Ла Бинетти жила в доме своего любовника, который был посланником Вены. Этот дом представлял собой часть городской стены, так что его лестница и окна выходили наружу, за город. Если бы в тот момент я был способен быть влюбленным, вся моя прежняя любовь пробудилась бы, так как ее прелести были очаровательны. Венский посланник был терпим, а ее муж был настоящим животным, посетителем злачных мест. Мы пообедали в самой веселой обстановке и, не имея больше дел в Вюртемберге, я решил уехать через день, так как назавтра должен был посетить Луисбург вместе с Тоскани и ее дочерью. Это было уже договорено, и завтра, в пять часов утра, мы должны были встретиться. Но вот что случилось со мной, когда я вышел вечером из дома Бинетти.

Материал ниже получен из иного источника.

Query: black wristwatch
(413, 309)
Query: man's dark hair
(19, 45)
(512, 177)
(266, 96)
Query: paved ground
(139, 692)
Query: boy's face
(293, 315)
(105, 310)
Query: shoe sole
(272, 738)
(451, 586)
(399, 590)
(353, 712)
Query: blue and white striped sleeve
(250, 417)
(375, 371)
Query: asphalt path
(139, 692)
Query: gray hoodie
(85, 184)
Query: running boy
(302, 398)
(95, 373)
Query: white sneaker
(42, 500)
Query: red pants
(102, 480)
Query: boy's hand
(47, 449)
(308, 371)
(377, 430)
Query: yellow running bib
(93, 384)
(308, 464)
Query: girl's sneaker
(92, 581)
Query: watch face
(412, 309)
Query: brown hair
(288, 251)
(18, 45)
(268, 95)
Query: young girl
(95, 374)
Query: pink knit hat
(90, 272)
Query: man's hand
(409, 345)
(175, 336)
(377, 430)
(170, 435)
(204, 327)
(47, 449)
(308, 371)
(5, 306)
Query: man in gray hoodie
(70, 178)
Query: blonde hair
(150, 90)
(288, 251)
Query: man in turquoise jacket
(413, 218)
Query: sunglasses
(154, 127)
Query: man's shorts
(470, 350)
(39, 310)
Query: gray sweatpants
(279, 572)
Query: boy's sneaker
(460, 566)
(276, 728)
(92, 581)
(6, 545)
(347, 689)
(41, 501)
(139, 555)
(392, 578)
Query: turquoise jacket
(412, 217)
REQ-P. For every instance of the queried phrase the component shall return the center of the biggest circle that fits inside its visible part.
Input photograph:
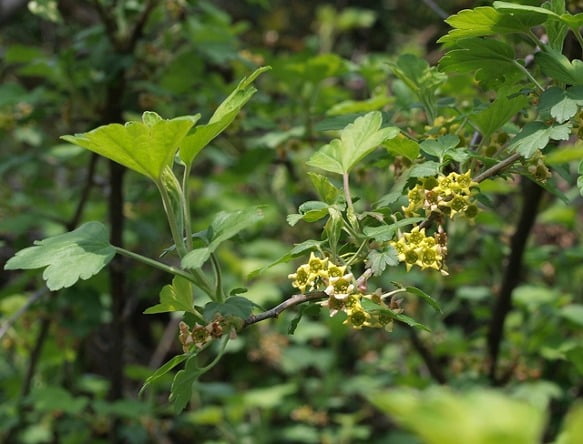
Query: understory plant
(534, 95)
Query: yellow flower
(318, 266)
(303, 278)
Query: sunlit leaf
(67, 257)
(498, 113)
(225, 225)
(145, 147)
(536, 136)
(485, 20)
(356, 141)
(224, 115)
(175, 297)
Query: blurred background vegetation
(67, 376)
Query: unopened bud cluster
(200, 335)
(416, 248)
(345, 293)
(449, 195)
(537, 167)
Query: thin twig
(435, 8)
(532, 196)
(294, 300)
(430, 362)
(498, 167)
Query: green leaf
(439, 415)
(67, 257)
(485, 20)
(402, 146)
(174, 297)
(145, 147)
(325, 189)
(237, 306)
(498, 113)
(181, 390)
(536, 136)
(196, 258)
(423, 80)
(176, 360)
(333, 228)
(438, 147)
(224, 115)
(488, 59)
(519, 9)
(383, 233)
(425, 169)
(558, 67)
(370, 306)
(225, 225)
(573, 313)
(377, 261)
(418, 292)
(561, 104)
(356, 141)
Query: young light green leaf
(385, 233)
(224, 226)
(489, 59)
(145, 147)
(328, 158)
(498, 113)
(425, 169)
(377, 261)
(325, 189)
(402, 146)
(237, 306)
(181, 390)
(224, 115)
(370, 306)
(176, 360)
(560, 68)
(356, 141)
(536, 136)
(67, 257)
(418, 292)
(174, 297)
(519, 9)
(484, 21)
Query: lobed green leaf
(145, 147)
(67, 257)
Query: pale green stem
(196, 278)
(528, 74)
(176, 235)
(220, 296)
(186, 206)
(223, 347)
(355, 255)
(578, 37)
(346, 184)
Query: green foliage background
(68, 67)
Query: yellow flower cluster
(449, 195)
(344, 293)
(416, 248)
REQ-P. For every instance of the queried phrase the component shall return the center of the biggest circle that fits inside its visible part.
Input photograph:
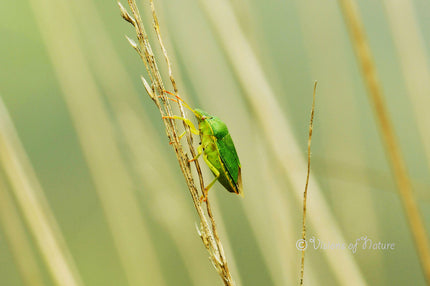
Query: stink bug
(217, 148)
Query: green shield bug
(217, 148)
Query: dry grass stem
(270, 118)
(156, 91)
(305, 193)
(392, 148)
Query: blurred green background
(71, 84)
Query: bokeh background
(94, 149)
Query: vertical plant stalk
(207, 231)
(305, 193)
(368, 69)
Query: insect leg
(216, 173)
(193, 129)
(199, 152)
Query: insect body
(218, 150)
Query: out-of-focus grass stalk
(412, 54)
(34, 206)
(278, 134)
(97, 138)
(17, 238)
(365, 60)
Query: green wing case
(229, 156)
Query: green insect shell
(218, 147)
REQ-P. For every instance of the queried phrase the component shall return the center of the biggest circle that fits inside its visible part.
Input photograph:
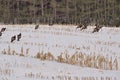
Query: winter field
(59, 52)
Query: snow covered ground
(57, 39)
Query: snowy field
(59, 52)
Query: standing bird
(13, 38)
(37, 26)
(19, 36)
(84, 27)
(97, 28)
(3, 29)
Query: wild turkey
(19, 36)
(13, 38)
(37, 26)
(79, 26)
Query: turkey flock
(81, 26)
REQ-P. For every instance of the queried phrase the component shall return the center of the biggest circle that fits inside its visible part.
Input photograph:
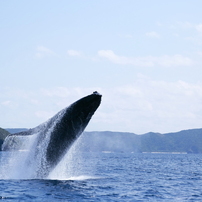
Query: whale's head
(70, 126)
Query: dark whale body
(55, 136)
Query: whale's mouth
(50, 141)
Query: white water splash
(30, 163)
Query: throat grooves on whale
(41, 149)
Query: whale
(56, 136)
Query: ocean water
(107, 177)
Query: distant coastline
(182, 142)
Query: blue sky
(144, 57)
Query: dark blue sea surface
(111, 177)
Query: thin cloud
(44, 52)
(147, 61)
(73, 53)
(152, 34)
(199, 28)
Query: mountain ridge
(184, 141)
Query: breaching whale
(55, 137)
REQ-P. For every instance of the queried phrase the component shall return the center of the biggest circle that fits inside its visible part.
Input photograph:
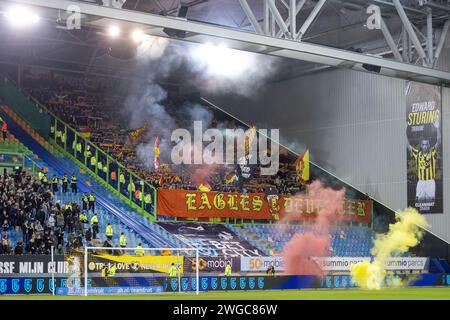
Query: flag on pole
(204, 187)
(156, 162)
(135, 134)
(302, 167)
(230, 179)
(250, 134)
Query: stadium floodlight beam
(114, 31)
(22, 17)
(138, 36)
(223, 61)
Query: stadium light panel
(22, 17)
(114, 31)
(223, 61)
(138, 36)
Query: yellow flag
(302, 167)
(250, 135)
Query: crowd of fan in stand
(69, 99)
(28, 206)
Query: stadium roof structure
(322, 33)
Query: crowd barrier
(44, 284)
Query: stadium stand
(109, 209)
(347, 241)
(263, 239)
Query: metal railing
(93, 160)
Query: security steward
(109, 232)
(73, 184)
(123, 240)
(139, 251)
(94, 225)
(92, 201)
(85, 202)
(55, 184)
(173, 271)
(65, 181)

Три офицера, очень приятных, с которыми я познакомился в кафе, подошли ко мне, и я прошелся с ними два или три круга по променаде. Они сказали, что у них встреча с девицами, и заверили меня, что если я хочу к ним присоединиться, я доставлю им удовольствие. Я сказал, что не говорю по-немецки, и мне будет скучно, но они ответили, что девушки, с которыми они встречаются, итальянки, и уговорили меня.

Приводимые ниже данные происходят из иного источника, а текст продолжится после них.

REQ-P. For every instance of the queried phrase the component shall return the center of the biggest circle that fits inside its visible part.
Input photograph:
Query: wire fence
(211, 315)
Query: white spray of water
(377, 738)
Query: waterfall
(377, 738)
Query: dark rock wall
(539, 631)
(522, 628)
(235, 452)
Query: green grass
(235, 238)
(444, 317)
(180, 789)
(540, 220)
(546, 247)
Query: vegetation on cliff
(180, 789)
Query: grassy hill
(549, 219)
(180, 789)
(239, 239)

На закате мы вошли в город и поднялись на третий этаж дома скверного вида, где я увидел в неприглядной комнате двух так называемых племянниц Почини и, секунду спустя, самого Почини, который стал с отменной наглостью меня обнимать, называя своим лучшим другом. Ласки, которыми осыпали меня девицы, должны были доказывать давнее знакомство, и все это принудило меня замкнуться.
Офицеры начали развлекаться, я не последовал за ними, но это их не стеснило. Я спохватился, слишком поздно, в том попустительстве, которое себе позволил, пойдя туда с незнакомыми, но дело было сделано. Все, что случилось со мной дурного в Штутгарте, произошло из-за моего непродуманного поведения.
Подали суп из харчевни, я не ел, но, чтобы не сойти за невежливого, выпил два-три стакана венгерского. Принесли карты, офицер организовал банк, я понтировал, голова у меня замутилась, я проиграл пятьдесят или шестьдесят луи, что у меня были. Мне не хотелось больше играть, но доблестные офицеры не захотели, чтобы я уходил, пренебрегши ужином с ними. Они уговорили меня составить банк в сотню луи и дали мне их в марках. Я их проиграл, снова составил банк и проиграл его, затем поставил больше, все увеличивал и увеличивал, и наконец в полночь мне сказали: пожалуй, достаточно. Пересчитали марки, и получилось, что я проиграл четыре тысячи луи или около того. Голова у меня кружилась так сильно, что пришлось послать за портшезом, чтобы отвезти меня в гостиницу. Мой слуга сказал, раздевая меня, что при мне не было ни моих часов, ни золотой табакерки. Я не забыл предупредить его, чтобы разбудил меня в четыре часа, и провалился в сон.
Слуга не подвел. Я удивился, найдя в кармане сотню луи; я хорошо помнил, однако, о моем крупном проигрыше на слово, но решил, что подумаю об этом позже, как и о моих часах и табакерке. Я взял другую и пошел к Тоскани, мы направились в Луисбург, мне все показали, мы хорошо пообедали и вернулись в Штутгарт. У меня было такое хорошее настроение, что в компании никто не мог и вообразить себе то несчастье, что приключилось со мной накануне.
Первое, что сказал мне мой испанец, было то, что в доме, где я ужинал, никто ничего не знает ни о моих часах, ни о табакерке, и второе — что три офицера приходили ко мне в восемь часов утра с визитом и сказали ему, что завтра придут ко мне завтракать. И они не обманули.